Ces soirs-là je me couchais tôt, l’histoire qu’on me racontait – tour à tout mes quatre grands-parents – était courte car la journée qui suivait était très longue. Je partais pour la journée, un grand-père à chaque main, marcher dans la lande jusqu’à Kullaberg; dans la main qu’ils avaient libre, chacun de mes grand-père avait un panier, les victuailles de cette longue journée à l’aller, les trouvailles de la randonnée au retour – cailloux, coquilles d’escargots, bâtons biscornus, bois flottés et autres trésors de l’enfance.
Nous partions à l’aube et nous nous arrêtions une première fois pour le petit-déjeuner: boules à la cannelle, thé au même arôme et confiture d’airelles. Avant d’aller dîner sur le promontoire le plus avancé, nous stationnions longuement sur l’aire de jeux, une lande de bruyère à gauche de la route, non loin du promontoire le plus avancé et là, mes grands-père me racontaient à deux voix le rassemblement des animaux et la danse des grues, ils n’omettaient aucun mot, ni aucune virgule, comme moi aujourd’hui, perchée sur votre toit avec Alcide qui porte bonheur.
[…]
Après c’était le dîner, puis la sieste au son de la mer et des oiseaux.

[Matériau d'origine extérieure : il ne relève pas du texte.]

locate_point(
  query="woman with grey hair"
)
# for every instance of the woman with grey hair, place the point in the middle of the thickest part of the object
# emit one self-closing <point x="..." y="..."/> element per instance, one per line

Pour rentrer chez mes grands-mères nous passions par la mer, empruntant des sentiers réservés aux marcheurs aguerris; les premières années j’ai appris le chemin sur les épaules mes grands-pères et un jour ils m’ont dit, tu es prête, file devant nous… >>
– Je crois que c’est comme ça que je la raconterais cette histoire, perchée sur un toit avec Alcide, conclut Astrid avant de croquer une boule à la cannelle, histoire de masquer un peu son émotion, mais un peu seulement.
Les autres l’imitent, le silence se fait de nouveau, profond.
Voilà, le séminaire continue, mais demain, alors faites de beaux rêves et, si vous êtes somnambules, fermez votre lucarne, chers lecteurs, chère lectrice, surtout qu’on annonce de la pluie et de l’orage, mais que la nuit vous soit douce cependant.